Location Washington, DC
Size 522,000 ft²
Completed 2011
Program Trophy-class office building

The old Hecht Company Building at 575 Seventh Street in Washington, DC, is one of the East End’s preeminent architectural mainstays and now has the unique distinction of being the first Trophy Class office property in the city to achieve LEED Platinum certification for existing buildings. Originally built in 1924 by Jarvis Hunt, the Hecht Building forms the cornerstone of the present-day Terrell Place, a 522,000-square-foot, multiuse development made of the 650 F Street Tower, South Wing, and 575 Seventh Street wings in downtown DC.

In 2010, affiliates of Beacon Capital Partners and General Electric Pension Trust purchased Terrell Place, and soon engaged Cassidy Turley, a national company with local roots, to oversee its leasing and property management. After assuming management, Cassidy Turley supported its ownership’s goal to achieve LEED Platinum certification for the building by implementing energy-efficient initiatives and other sustainability efforts. The improvements would help Terrell Place maintain its role within the East End landscape while setting a precedent for large-scale, LEED-EB certifications in the city.

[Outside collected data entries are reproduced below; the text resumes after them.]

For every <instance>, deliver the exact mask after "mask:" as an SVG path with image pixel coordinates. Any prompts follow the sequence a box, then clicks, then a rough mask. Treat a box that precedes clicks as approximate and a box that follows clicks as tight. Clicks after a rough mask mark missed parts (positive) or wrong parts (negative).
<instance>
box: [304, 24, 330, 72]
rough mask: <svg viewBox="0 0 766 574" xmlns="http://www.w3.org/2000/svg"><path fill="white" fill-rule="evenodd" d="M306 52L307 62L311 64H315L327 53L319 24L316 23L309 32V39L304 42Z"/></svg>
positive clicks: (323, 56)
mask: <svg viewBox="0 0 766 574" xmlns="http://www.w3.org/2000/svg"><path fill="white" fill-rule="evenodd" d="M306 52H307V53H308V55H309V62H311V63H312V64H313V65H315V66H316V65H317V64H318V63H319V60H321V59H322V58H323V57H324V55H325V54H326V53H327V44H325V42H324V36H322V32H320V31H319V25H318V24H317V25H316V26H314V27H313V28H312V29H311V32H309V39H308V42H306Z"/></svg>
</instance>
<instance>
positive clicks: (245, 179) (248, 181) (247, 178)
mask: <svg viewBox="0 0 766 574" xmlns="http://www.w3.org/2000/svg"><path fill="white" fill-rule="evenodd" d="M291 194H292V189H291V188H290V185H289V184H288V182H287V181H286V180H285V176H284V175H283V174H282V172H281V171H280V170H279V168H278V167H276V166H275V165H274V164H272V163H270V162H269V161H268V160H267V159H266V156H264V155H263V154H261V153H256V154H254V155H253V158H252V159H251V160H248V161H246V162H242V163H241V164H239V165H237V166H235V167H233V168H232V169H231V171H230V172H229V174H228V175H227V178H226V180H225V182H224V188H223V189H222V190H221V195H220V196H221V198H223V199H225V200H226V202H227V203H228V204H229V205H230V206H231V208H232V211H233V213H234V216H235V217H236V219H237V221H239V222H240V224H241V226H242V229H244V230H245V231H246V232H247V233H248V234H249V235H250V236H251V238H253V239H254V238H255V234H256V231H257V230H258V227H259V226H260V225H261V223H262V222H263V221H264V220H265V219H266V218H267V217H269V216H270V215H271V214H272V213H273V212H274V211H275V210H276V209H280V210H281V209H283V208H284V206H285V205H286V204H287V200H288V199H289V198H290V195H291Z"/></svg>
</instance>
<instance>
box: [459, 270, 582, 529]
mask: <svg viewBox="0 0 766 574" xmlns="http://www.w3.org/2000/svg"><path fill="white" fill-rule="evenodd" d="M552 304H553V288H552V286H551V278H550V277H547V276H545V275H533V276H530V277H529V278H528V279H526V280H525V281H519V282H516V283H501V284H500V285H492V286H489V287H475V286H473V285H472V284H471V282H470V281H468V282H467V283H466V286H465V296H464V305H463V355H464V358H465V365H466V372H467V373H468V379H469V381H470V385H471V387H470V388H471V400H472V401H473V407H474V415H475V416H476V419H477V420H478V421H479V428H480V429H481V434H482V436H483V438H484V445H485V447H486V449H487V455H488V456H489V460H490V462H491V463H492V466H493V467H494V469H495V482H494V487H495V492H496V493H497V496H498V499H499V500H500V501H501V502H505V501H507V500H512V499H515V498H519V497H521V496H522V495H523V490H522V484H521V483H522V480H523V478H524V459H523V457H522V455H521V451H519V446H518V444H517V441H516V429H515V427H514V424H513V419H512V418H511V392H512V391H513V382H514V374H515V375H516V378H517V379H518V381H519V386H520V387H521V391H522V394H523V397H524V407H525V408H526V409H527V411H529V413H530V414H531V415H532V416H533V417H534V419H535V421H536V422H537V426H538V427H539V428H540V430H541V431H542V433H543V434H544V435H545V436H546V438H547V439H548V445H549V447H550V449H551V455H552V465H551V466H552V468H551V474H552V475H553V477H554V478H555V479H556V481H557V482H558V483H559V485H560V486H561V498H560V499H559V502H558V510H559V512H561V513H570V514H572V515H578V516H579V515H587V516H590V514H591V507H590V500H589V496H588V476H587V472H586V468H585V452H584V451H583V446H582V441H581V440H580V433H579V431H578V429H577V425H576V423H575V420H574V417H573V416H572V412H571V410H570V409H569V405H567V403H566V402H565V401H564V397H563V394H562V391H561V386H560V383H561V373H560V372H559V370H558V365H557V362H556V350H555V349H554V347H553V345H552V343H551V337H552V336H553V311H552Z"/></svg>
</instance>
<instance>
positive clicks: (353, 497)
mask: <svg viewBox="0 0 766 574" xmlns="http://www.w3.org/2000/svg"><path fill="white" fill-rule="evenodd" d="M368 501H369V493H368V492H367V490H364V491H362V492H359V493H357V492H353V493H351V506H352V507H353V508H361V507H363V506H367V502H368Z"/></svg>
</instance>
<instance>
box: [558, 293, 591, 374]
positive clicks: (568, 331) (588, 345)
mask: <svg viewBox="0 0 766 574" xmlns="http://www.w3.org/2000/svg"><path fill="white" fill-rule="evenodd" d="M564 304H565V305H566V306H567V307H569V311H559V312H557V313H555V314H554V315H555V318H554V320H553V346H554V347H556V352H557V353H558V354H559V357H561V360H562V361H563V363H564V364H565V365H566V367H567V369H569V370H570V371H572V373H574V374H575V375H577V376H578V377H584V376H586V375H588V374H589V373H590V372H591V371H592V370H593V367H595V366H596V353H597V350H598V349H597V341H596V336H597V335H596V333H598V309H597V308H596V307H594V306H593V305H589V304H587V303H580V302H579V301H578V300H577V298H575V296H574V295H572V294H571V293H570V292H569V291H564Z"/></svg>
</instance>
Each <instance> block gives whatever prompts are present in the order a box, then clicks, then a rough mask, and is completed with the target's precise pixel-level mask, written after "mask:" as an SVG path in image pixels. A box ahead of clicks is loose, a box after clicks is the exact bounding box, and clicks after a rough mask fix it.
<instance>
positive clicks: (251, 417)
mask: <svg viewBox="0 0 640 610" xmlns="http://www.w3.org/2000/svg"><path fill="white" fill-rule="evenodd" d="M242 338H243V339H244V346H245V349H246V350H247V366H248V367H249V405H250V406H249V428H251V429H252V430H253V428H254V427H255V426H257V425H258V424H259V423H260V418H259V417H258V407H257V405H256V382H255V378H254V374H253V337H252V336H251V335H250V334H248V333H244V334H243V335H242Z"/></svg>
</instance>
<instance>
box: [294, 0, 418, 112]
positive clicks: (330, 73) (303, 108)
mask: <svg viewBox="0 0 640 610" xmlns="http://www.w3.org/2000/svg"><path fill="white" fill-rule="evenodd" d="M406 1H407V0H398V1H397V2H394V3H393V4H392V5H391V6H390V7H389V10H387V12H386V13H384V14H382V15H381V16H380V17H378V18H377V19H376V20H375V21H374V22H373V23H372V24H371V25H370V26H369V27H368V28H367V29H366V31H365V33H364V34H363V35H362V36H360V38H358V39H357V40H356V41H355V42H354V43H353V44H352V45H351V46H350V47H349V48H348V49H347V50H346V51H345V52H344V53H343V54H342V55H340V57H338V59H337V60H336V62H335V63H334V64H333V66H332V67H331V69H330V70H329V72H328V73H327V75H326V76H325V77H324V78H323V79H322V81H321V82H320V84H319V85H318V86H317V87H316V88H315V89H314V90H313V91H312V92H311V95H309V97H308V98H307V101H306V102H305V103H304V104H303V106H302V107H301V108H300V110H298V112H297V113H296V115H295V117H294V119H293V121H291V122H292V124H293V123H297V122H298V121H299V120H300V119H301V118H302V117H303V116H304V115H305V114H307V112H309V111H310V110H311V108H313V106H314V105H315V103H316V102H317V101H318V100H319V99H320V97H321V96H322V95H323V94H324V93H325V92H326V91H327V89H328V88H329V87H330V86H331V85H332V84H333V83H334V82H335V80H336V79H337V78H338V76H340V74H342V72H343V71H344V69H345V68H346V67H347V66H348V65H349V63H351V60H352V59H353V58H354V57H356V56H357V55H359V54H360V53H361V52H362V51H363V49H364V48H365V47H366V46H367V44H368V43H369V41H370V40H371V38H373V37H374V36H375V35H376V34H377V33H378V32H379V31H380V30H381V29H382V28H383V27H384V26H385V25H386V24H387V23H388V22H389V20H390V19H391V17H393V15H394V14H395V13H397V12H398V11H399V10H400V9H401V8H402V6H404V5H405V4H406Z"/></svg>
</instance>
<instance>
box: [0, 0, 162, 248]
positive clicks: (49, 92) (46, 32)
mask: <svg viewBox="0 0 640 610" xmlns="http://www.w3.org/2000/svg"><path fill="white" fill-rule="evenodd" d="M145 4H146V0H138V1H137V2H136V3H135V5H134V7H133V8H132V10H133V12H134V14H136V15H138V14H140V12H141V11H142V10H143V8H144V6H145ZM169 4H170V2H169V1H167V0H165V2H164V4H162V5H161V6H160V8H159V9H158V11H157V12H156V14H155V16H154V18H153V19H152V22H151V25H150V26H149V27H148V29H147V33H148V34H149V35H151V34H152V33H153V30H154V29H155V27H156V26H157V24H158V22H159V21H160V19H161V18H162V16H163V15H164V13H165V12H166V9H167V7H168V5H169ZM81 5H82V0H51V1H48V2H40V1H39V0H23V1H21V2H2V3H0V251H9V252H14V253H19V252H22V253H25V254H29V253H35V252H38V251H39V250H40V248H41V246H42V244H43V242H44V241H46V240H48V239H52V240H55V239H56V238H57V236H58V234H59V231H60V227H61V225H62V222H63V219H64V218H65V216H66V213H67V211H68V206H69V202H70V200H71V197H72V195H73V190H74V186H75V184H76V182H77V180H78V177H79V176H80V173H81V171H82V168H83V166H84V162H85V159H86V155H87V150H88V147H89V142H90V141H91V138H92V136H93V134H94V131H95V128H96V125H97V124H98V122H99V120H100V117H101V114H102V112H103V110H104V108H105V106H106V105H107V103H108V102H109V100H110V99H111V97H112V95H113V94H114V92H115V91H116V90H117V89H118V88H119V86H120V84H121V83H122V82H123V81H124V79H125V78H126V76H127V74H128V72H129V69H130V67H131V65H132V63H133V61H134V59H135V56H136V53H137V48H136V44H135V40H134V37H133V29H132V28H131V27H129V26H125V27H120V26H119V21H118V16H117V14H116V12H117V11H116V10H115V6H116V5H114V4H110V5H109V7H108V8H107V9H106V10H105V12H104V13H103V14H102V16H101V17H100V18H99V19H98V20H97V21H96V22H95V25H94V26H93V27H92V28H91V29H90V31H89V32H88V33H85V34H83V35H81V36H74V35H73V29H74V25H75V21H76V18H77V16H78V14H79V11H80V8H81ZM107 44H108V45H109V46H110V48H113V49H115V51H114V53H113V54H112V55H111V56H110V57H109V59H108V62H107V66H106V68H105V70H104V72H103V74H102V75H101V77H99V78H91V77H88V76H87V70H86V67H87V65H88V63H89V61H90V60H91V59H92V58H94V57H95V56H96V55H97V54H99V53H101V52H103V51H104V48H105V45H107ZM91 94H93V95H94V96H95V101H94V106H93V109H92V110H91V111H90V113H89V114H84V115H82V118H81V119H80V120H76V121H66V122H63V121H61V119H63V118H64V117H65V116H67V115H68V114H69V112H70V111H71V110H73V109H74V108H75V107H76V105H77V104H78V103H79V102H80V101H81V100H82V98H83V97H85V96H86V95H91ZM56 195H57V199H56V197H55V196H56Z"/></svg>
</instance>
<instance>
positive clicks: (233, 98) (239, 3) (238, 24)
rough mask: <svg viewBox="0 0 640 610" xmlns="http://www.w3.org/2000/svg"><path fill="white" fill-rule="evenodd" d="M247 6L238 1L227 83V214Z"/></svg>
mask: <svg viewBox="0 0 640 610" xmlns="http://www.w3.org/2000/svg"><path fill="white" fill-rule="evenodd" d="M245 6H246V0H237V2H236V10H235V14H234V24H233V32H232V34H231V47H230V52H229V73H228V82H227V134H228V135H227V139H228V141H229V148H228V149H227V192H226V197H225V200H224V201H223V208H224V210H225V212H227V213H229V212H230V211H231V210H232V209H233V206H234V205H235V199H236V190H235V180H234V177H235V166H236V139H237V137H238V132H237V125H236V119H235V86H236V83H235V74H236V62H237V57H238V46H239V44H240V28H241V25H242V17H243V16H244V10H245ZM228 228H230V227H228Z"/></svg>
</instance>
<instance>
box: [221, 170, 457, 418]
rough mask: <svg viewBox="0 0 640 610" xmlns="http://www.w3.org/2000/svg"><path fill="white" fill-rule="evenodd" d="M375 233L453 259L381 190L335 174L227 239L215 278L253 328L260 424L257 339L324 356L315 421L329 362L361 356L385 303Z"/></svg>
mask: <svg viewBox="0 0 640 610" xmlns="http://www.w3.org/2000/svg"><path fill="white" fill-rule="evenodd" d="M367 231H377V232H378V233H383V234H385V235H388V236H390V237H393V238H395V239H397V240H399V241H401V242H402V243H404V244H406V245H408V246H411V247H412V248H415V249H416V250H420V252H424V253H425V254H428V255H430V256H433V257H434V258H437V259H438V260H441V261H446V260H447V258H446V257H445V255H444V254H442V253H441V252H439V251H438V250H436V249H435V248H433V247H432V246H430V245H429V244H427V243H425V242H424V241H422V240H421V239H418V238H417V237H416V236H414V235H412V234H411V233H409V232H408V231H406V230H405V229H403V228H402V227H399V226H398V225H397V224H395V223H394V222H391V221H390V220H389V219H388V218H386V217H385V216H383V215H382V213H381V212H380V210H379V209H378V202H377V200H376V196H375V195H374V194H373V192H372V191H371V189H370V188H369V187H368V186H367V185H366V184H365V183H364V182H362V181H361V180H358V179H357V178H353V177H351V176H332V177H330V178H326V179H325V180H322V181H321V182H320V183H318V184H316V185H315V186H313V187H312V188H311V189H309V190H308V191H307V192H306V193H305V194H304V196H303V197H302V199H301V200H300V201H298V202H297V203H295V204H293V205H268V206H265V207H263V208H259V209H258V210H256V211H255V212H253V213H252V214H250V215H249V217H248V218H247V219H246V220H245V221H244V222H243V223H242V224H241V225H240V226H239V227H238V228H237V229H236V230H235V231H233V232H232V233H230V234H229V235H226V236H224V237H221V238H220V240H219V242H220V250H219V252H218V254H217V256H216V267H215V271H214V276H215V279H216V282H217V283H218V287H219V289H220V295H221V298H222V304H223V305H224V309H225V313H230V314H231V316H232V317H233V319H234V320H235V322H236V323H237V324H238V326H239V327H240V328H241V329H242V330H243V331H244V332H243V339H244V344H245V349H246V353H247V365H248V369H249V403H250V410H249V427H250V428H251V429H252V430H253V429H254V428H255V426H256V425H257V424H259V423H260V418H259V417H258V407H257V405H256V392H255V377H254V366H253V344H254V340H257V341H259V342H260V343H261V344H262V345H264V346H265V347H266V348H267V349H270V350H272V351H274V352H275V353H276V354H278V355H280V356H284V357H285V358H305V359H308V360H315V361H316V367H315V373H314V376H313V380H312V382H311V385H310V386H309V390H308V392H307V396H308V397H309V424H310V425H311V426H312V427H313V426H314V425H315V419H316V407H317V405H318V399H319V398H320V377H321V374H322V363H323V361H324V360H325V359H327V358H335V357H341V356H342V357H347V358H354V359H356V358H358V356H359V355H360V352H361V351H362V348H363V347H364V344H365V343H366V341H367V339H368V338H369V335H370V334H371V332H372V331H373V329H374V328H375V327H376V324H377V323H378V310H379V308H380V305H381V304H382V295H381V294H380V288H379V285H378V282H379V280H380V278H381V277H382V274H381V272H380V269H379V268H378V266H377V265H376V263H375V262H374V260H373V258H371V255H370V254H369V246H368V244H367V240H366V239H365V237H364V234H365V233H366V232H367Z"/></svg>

Owners Beacon Capital Partners, General Electric Pension Trust
Management Cassidy Turley
Retro-commissioning Global Facilities Solutions

“Our goal was to work with Cassidy Turley to find a cost-effective, nonintrusive way to improve the energy efficiency and sustainability within the building,” says Jeff Kovach, a managing director at Beacon. Evan Tyroler, vice president of Cassidy Turley, adds, “As part of the improvements, we worked closely with Beacon and created an aggressive energy-management plan that involved retro-commissioning of the existing building systems.” The energy solutions implemented at the building led to Energy Star certification for two consecutive years.

Because Terrell Place is a prominent downtown DC landmark, it had been well-preserved aesthetically, but it was important to take a detailed look at the operations of all systems compared to the intended design. “The in-depth retro-commissioning allowed the owner to assess and ensure that all systems in the building were running as efficiently as possible,” says Nicole Snarski, sustainability project coordinator at Cassidy Turley.

Cassidy Turley and Beacon partnered to develop an energy management program that made the 85-year-old building as efficient as possible.

Education also plays a major role in Beacon’s and Cassidy Turley’s LEED initiatives. The tenants at Terrell Place are not only understanding of the building’s sustainable goals but are active in articulating their own contributions. “Many of the tenants at Terrell Place are incredibly engaged with our efforts and, among other things, incorporate sustainability into their individual office practices,” Snarski says.


Certification LEED-EB Platinum
Energy Efficiency Retro-commissioned existing systems
Renewable Energy Renewable energy credits offset 100% of energy use
Water Updated water fixtures

Terrell Place is Beacon’s third LEED Platinum building in the country. “Beyond the environmental impacts,” explains Fred Seigel, president and chief operating officer of Beacon, “we believe that the LEED program rewards our tenants with better infrastructure, enhanced control of indoor climate conditions, more efficient use of energy and water resources, and more consistent operating expenses.”

Beacon enrolled Terrell Place in a renewable energy program, where 100 percent of the building’s energy consumption is offset through the purchase of renewable energy certificates, inputting an equal amount of sustainable wind energy into the national power grid and carbon offsets.

By implementing sustainability into the best practices of the building’s operations, Beacon Capital Partners and Cassidy Turley have been able to ensure the continued distinction of Terrell Place within its historic East End context. “Terrell Place’s LEED-EB Platinum certification has been a key project for Cassidy Turley and the City of Washington, DC,” Kovach says, “because it shows that even large trophy office buildings can achieve high-level LEED status.”